先進市場経済国における景気回復が強固なものとなるにつれて、1984年の輸出は1983年を上回って拡大するものと見込まれます。
他方、多数の国の輸入は、引き続き、対外支払い困難という制約を受けるものとみられています。
加えて、いくつかの国においては、1983年の農業およびエネルギー部門の業績改善によって、1984年には食糧および石油の輸入需要を減退させるものとみられ、その結果、経常収支赤字はさらに縮小するでしょう。
これとは対照的に、旱魅の被害を受けているアフリカ諸国は食糧の輸入を増大させなければならず、対外ポジションの調整は極めて困難となるでしょう。
資本余剰国にとって、1983年は、1970年代以前以来、全体としての経常収支が赤字に転じた初めての年です。

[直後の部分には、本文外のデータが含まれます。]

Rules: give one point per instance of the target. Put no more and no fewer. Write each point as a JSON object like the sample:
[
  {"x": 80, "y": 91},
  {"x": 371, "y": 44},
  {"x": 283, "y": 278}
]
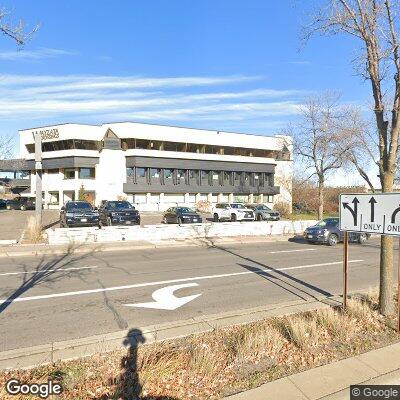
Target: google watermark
[{"x": 41, "y": 390}]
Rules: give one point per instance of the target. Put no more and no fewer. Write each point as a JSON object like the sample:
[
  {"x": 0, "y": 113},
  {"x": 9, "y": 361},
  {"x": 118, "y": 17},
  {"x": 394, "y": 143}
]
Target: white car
[{"x": 232, "y": 212}]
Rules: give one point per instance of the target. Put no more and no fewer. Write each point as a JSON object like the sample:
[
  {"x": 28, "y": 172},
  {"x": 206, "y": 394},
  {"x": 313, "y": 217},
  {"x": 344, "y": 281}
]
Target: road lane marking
[
  {"x": 47, "y": 270},
  {"x": 156, "y": 283},
  {"x": 289, "y": 251}
]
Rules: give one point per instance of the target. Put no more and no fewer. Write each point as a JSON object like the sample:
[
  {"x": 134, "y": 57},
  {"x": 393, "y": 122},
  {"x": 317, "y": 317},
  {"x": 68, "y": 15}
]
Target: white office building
[{"x": 153, "y": 166}]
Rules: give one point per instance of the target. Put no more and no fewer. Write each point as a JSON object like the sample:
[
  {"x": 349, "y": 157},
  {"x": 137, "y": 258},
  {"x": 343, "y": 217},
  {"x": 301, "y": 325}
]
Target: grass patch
[{"x": 214, "y": 364}]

赤字は、主として、1982年以来の15%以上に達する輸出額の減少によるものです。
このグループにとって、3年連続の輸出収入減であり、事実、1983年の輸出は1980年における額のわずか60%です。
このグループの一部諸国、特にサウジアラビアが、1983年3月のOPEC合意に基づく石油生産削減の不均等に大きいシェアーを負担しました。